Formação mais ampla e eficiente para os alunos

A doutora em educação e professora da Universidade Federal do Espírito Santo (Ufes) Cleonara Maria Schwartz explica que a educação em tempo integral possibilita aos alunos a oferta de uma formação mais ampla e eficiente, pois é voltada para integrar as diferentes áreas de conhecimento. 

Segundo ela, com propostas interdisciplinares que discutem e debatem temas atuais, a modalidade aumenta também o índice de capital humano e permite que os estudantes avancem não só nas questões dos conteúdos, mas nas questões voltadas também para a saúde.

"A escola em tempo integral também beneficia as propostas que integram a prática de esportes, o aprendizado de outros idiomas, oficinas... Ela otimiza o tempo que os alunos passam na escola, que fica melhor planejado. Isso, com certeza, leva a uma melhoria no rendimento na sala de aula, ao desenvolvimento cognitivo, de sua autonomia, e ao seu autoconhecimento, que impulsiona uma autonomia para ele mesmo se organizar depois que sair da escola. Outra coisa importante é que, com essa ampliação, as crianças passam também maior tempo em contato com outras crianças e aumentam as trocas, o que é um fator preponderante para melhoria de aprendizado", explica Cleonara. 
Foto: arquivo pessoal

A professora destaca que a educação em tempo integral melhora a proficiência e o desenvolvimento acadêmico dos estudantes ao longo dos anos. 
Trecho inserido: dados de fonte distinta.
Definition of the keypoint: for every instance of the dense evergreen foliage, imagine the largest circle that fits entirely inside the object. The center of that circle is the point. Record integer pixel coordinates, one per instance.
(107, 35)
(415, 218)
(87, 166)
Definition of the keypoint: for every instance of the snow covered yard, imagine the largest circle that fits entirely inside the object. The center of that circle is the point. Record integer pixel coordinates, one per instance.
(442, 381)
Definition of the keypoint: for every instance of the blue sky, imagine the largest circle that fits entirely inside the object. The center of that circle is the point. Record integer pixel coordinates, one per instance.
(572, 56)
No caso do ensino fundamental, segundo Cleonara, a modalidade proporciona uma base sólida de conhecimento, o que resulta em um melhor desempenho no ensino médio.

Outro ponto enfatizado é a redução das desigualdades educacionais através da escola em tempo integral, que oferece uma educação de qualidade independentemente da origem socioeconômica dos alunos.

"A escola de tempo integral vai proporcionar aos alunos acesso a uma educação de qualidade e isso vai, obviamente, oferecer a eles melhores oportunidades de emprego e sucesso profissional. A escola em tempo integral acaba oportunizando a esses estudantes o desenvolvimento de conhecimentos necessários para que eles tenham sucesso para além da escola. Ela vai garantir a todos os estudantes as mesmas condições de aprendizado. Isso com certeza vai reduzir disparidades educacionais e promover a igualdade de oportunidades, independente da situação socioeconômica de cada um", conclui Cleonara. 

Alimentação garantida e incentivo ao esporte

Com uma jornada escolar diária de 9 horas, os alunos têm suas refeições garantidas, com cardápio equilibrado e montado por uma nutricionista. O dia começa com um lanche leve no início do dia, seguido de outro lanche às 10h. O almoço é servido logo depois, e antes da saída, os estudantes ainda ganham mais um lanche.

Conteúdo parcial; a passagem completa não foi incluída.